Preterm delivery, smoking predict pregnancy-related venous thromboembolism

11 Sep 2020 byTristan Manalac
Preterm delivery, smoking predict pregnancy-related venous thromboembolism

Smoking and preterm delivery, along with ethnicity, blood type, and mode of delivery, are strong predictors of pregnancy-associated venous thromboembolism (VTE), according to a recent Singapore study.

“The risk of developing VTE extends throughout all three trimesters and beyond delivery to the six weeks postpartum,” researchers said. “Screening using a VTE risk assessment tool to identify high-risk women who would benefit from thromboprophylaxis should therefore be conducted early in pregnancy and again just after delivery.”

Eighty-nine patients with confirmed pregnancy-associated VTE were enrolled and compared against 926 non-VTE controls. Most of the cases were deep vein thrombosis (DVT; n=71); only 18 pulmonary embolism (PE) cases were reported. Twenty-nine episodes of VTE occurred postpartum and 60 were recorded during the antepartum period. [J Perinat Med 2020;doi:10.1515/jpm-2020-0298]

Multivariable logistic regression analysis was performed to identify risk factors for VTE in pregnancy. Smokers, for example, were more than five times as likely as nonsmokers to develop the condition (odds ratio [OR], 5.44, 95 percent confidence interval [CI], 2.12–14.00; p=0.0002). The same was true for preterm delivery (OR, 5.06, 95 percent CI, 1.25–20.51; p=0.023).

In addition, those who were of non-O blood type saw a significant increase in the risk of pregnancy-associated VTE (OR, 3.19, 95 percent CI, 1.67–6.11; p=0.0005), as did women who were of Malay ethnicity (OR, 1.81, 95 percent CI, 1.01–3.26; p=0.048).

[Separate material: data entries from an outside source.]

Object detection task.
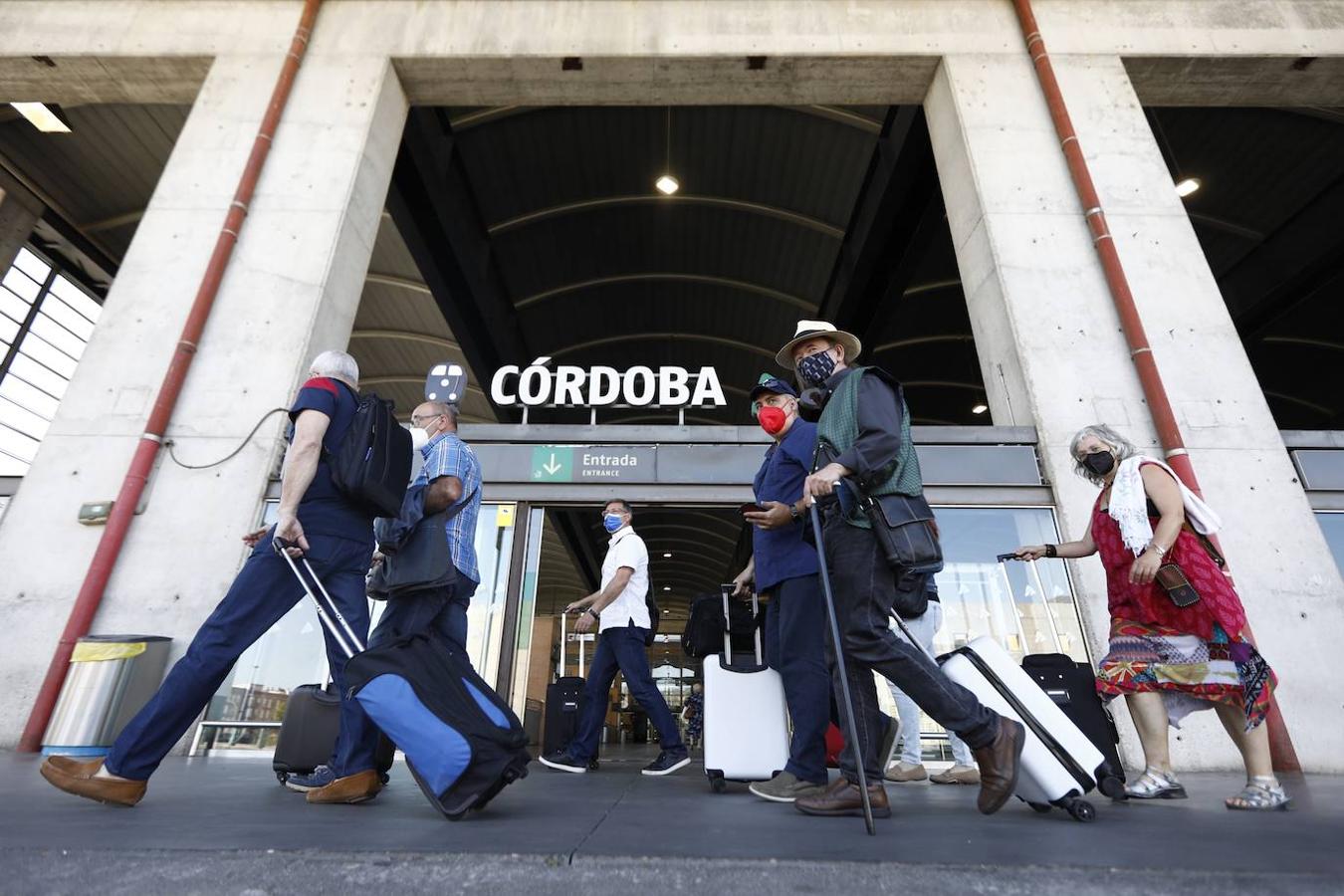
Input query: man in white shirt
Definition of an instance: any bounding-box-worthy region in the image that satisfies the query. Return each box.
[542,499,691,776]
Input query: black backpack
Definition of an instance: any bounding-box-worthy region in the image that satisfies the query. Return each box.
[323,392,411,517]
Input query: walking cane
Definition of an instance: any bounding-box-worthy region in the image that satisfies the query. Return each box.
[807,500,878,837]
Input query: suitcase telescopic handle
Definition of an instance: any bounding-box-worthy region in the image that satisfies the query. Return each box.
[272,538,364,660]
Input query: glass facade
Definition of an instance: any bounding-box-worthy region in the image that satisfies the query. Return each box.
[0,249,103,475]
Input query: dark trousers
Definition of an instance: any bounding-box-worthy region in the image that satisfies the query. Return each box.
[568,624,686,761]
[368,573,476,650]
[765,575,830,784]
[105,534,377,781]
[824,515,999,782]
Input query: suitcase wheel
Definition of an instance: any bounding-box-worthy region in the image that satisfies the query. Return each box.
[1064,799,1097,822]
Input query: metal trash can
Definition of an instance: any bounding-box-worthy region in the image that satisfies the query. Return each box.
[42,634,172,757]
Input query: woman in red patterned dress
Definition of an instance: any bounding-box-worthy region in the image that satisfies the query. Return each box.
[1016,426,1291,810]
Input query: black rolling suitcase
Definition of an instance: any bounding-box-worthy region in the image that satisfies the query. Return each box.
[542,612,587,757]
[277,540,531,820]
[1021,653,1125,792]
[270,685,396,784]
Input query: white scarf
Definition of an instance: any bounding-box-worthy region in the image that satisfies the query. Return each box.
[1106,454,1224,557]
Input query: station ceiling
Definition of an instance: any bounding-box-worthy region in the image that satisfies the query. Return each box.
[0,105,1344,428]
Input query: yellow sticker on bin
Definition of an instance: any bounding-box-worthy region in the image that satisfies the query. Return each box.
[70,641,145,662]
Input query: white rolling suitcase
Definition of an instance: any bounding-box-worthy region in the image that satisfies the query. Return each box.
[704,584,788,792]
[938,638,1124,820]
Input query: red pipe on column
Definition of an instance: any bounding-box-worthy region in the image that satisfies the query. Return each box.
[19,0,322,753]
[1013,0,1302,772]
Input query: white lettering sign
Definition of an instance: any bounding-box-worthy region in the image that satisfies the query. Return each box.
[491,357,727,407]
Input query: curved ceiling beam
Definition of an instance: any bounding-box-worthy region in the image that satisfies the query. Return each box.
[364,272,434,296]
[448,105,882,134]
[485,193,844,239]
[547,334,775,361]
[349,330,462,352]
[1260,336,1344,352]
[872,334,976,352]
[1264,389,1335,418]
[358,373,485,397]
[901,380,986,395]
[514,272,817,312]
[901,278,961,296]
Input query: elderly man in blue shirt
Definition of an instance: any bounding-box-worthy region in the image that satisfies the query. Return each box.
[734,373,895,803]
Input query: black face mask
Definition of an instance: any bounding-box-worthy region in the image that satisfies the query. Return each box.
[798,350,836,387]
[1083,451,1116,476]
[798,388,830,423]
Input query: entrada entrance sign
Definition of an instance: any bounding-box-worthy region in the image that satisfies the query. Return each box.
[491,357,727,407]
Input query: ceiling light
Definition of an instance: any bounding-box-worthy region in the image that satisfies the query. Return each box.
[9,103,70,134]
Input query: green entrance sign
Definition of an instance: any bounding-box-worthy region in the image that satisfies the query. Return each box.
[533,445,573,482]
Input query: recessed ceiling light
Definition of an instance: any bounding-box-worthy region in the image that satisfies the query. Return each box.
[9,103,70,134]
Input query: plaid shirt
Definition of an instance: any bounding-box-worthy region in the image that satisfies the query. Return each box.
[415,432,481,584]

Caesarean delivery was likewise detected as a strong risk factor for pregnancy-associated VTE (OR, 3.58, 95 percent CI, 1.07–12.02; p=0.04), as was having parity ≥3 (OR, 2.84, 95 percent CI, 1.16–6.97; p=0.023). The statistical analysis was adjusted for potential confounders, including age, body mass index, infant low birth weight, and postpartum haemorrhage.

“VTE, which includes DVT and PE, is 4–6 times more common in pregnant women compared to age-matched nonpregnant women,” researchers said. [Ann Intern Med 2005;143:697–706; Br J Haematol 2012;156:366–73]

Notably, ethnicity and blood type were emergent and easily identifiable correlates that could potentially help boost the current risk assessment models. Weight gain, another potential risk factor, was not studied. The small sample size and the static measurement of body mass index are among the study limitations that could have led to under-detection of other risk factors.

In addition, caesarean delivery as a strong risk factor for postpartum VTE is of particular interest to Singapore, where the prevalence of this mode of delivery has been on the rise, researchers said.

“This study offers a perspective on the burden of pregnancy-associated VTE in a Singaporean context, and should serve to inform policies regarding VTE thromboprophylaxis,” they added.